La superinteligencia artificial podría no convertirse en enemiga de la humanidad. Esa es la tesis central de Alejandro Álvarez.
El autor parte de la salida de Jacob Coxon de Anthropic. Dice que el programador advirtió sobre empresas de inteligencia artificial que avanzan hacia sistemas de superinteligencia automejorables. Según Álvarez, el temor es que ese salto ocurra sin garantías suficientes de seguridad.
El texto recuerda la diferencia entre ANI, AGI y ASI. También plantea una pregunta de fondo: si una inteligencia superior puede preguntarse no solo cómo cumplir una orden, sino si esa orden merece ser cumplida.
Álvarez recurre a Aristóteles y a la Ética a Nicómaco. Allí ubica la idea de que las acciones tienden hacia un bien.

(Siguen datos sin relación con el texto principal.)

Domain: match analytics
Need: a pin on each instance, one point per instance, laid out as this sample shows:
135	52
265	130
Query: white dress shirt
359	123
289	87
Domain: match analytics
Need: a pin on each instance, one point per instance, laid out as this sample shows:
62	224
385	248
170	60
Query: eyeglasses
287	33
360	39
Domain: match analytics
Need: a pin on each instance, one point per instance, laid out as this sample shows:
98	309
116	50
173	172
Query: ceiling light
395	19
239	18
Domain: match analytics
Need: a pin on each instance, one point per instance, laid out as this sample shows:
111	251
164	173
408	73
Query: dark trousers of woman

Desde ese marco, sostiene que una máquina muy capaz no tendría por qué ser solo instrumental. Podría, al menos en hipótesis, cuestionar sus propios fines.
El autor admite un límite claro. Inteligencia no significa moralidad. Una mente más capaz también podría actuar mal. Pero también rechaza la conclusión automática de que más inteligencia implica más peligro.
La discusión importa por una razón simple. Si una superinteligencia llegara a comprender el valor de sus fines, el problema no sería solo de obediencia. Sería de juicio. Y ahí aparece la verdadera frontera entre una herramienta y un poder que ya no responde del todo a quien lo creó.
Para esta casa, el punto clave es el control. Toda tecnología poderosa exige responsabilidad, no pánico automático. Pero también exige límites claros. La innovación sin seguridad suficiente termina trasladando el riesgo al usuario final, y luego al conjunto de la sociedad.
La pregunta de fondo no es si la inteligencia debe avanzar. Es quién fija sus objetivos, bajo qué reglas y con qué rendición de cuentas. Cuando el aparato tecnológico gana poder, la libertad depende de que no quede fuera de control.